Que peut espérer un artiste de la postérité ?

Eternelles questions qui, au au siècle des Lumières, ont alimenté une polémique et une brouille entre « L'ours et le philosophe », entre Etienne Maurice Falconet et Denis Diderot. Leur correspondance, non datée, alternant du tutoiement au vouvoiement, s'échelonne sur plusieurs années car le philosophe recommande le sculpteur à Catherine, impératrice de Russie, et celui ci part à Saint-Pétersbourg de 1766 à 1778. L'universitaire Yves Benot, a publié en 1958 « Diderot et Falconet - le pour et le contre, Correspondance polémique sur le respect de la postérité, Pline et les Anciens auteurs qui ont parlé de peinture et de sculpture » et Marc Buffat a repris la question dans « Diderot, Falconet et l'amour de la postérité » en 2008.
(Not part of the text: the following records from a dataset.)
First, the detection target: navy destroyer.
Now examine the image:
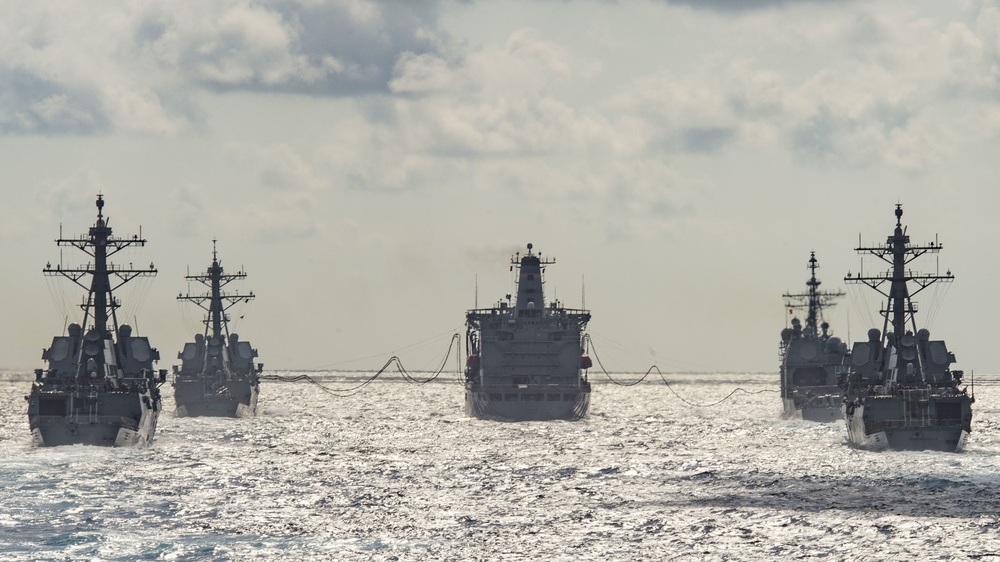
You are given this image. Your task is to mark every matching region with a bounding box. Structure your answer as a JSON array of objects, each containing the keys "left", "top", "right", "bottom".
[
  {"left": 779, "top": 252, "right": 847, "bottom": 422},
  {"left": 25, "top": 195, "right": 167, "bottom": 446},
  {"left": 465, "top": 244, "right": 591, "bottom": 421},
  {"left": 842, "top": 205, "right": 975, "bottom": 451},
  {"left": 173, "top": 240, "right": 264, "bottom": 417}
]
Frédéric Vitoux a profité du confinement pour relire ces lettres et repenser notre rapport à la postérité dans une époque ou le mouvement woke entend « du passé faire table rase ». L'académicien observe qu'un sculpteur inscrit son oeuvre de son vivant dans le marbre et l'enracine en un lieu. Ce n'est pas nécessairement le cas d'un écrivain dont les livres sont parfois édités après sa mort et Denis Diderot, emprisonné quelques mois pour « La Lettre sur les aveugles à l'usage de ceux qui voient », a la prudence de laisser au fond de ses tiroirs la plus grande partie de son oeuvre, ou de la réserver aux rares et riches abonnés de la Correspondance littéraire. On comprend ainsi pourquoi il attend et espère beaucoup de la postérité !

Diderot, Falconet et Vitoux ont vécu une partie de leur existence sur l'Ile Saint Louis et ce voisinage crée une camaraderie littéraire qui incite notre académicien à arbitrer le match qui oppose les polémistes. Il analyse le fond et la forme de la dispute. Diderot assaille et cherche à vaincre ou à convaincre. Falconet ne demande rien à personne et joue en défense. Ce combat du siècle annonce le combat de boxe du 8 mars 1971 opposant Cassius Clay, alias Muhammad Ali, et Joe Frazier au Madison Square Garden.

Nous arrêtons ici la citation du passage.